Syria uncovered a large intact mosaic that dates back to the Roman era, in the central town of Rastan, saying it is the most important archaeological discovery since the conflict began 11 years ago.
The mosaic, at 120 square meters (around 1300 square feet), was found in an old building that Syria's General Directorate of Antiquities and Museums had been excavating.
Lebanese and Syrian businessmen from the neighbouring country's Nabu Museum bought the property that dates back to the 4th century and donated it to the Syrian state.
Each panel was filled with square-shaped, small colorful stones measuring about half an inch on each side.
Dr. Humam Saad, Associate Director of Excavation and Archaeological Research at Syria's General Directorate of Antiquities and Museums, said the mosaic shows the Ancient Amazon warriors as portrayed in Roman mythology.
In Ancient Greek and Roman mythology, demigod hero Hercules slayed Hippolyta, queen of the Amazons, in one of his 12 labours.
The mosaic also portrays Neptune, Ancient Roman god of the sea, and 40 of his mistresses.
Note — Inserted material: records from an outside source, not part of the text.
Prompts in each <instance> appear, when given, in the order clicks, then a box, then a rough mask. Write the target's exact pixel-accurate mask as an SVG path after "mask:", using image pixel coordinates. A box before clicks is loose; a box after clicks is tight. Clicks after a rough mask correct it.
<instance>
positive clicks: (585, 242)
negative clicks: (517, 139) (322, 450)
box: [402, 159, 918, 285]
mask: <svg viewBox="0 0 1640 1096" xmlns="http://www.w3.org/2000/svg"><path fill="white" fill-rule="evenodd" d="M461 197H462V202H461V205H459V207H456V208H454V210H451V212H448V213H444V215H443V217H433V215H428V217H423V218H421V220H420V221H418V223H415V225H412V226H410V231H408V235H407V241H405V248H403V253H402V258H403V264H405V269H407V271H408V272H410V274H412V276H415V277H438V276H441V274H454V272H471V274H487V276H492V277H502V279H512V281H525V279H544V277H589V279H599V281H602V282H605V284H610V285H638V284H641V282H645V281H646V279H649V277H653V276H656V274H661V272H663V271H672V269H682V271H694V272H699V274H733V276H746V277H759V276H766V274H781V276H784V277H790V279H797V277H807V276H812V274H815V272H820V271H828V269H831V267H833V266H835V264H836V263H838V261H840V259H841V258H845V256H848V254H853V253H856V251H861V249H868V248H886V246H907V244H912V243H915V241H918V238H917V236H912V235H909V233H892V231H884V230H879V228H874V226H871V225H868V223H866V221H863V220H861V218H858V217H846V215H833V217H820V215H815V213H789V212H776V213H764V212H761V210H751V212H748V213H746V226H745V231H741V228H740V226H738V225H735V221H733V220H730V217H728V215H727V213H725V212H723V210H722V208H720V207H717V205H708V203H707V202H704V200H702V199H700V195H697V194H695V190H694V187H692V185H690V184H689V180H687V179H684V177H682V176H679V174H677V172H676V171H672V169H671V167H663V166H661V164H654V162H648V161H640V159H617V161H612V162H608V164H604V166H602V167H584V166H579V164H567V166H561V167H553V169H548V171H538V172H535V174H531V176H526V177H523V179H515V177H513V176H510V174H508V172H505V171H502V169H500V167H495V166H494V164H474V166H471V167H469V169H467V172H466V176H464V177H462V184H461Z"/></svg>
Syrian heritage sites have been looted and destroyed over the past decade of ongoing violent conflict.
Among the most notable incidents was the Islamic State group taking Palmyra, a UNESCO world heritage site that boasts 2,000-year-old towering Roman-era colonnades and priceless artifacts, and partially destroying a Roman theater.
Meanwhile, Syria's cash-strapped government have slowly been rebuilding Aleppo's centuries-old bazaar after reclaiming it from armed opposition forces in 2016.
Rastan was once a major opposition stronghold and was a point of intense clashes, before the Syrian government reclaimed the city in 2018.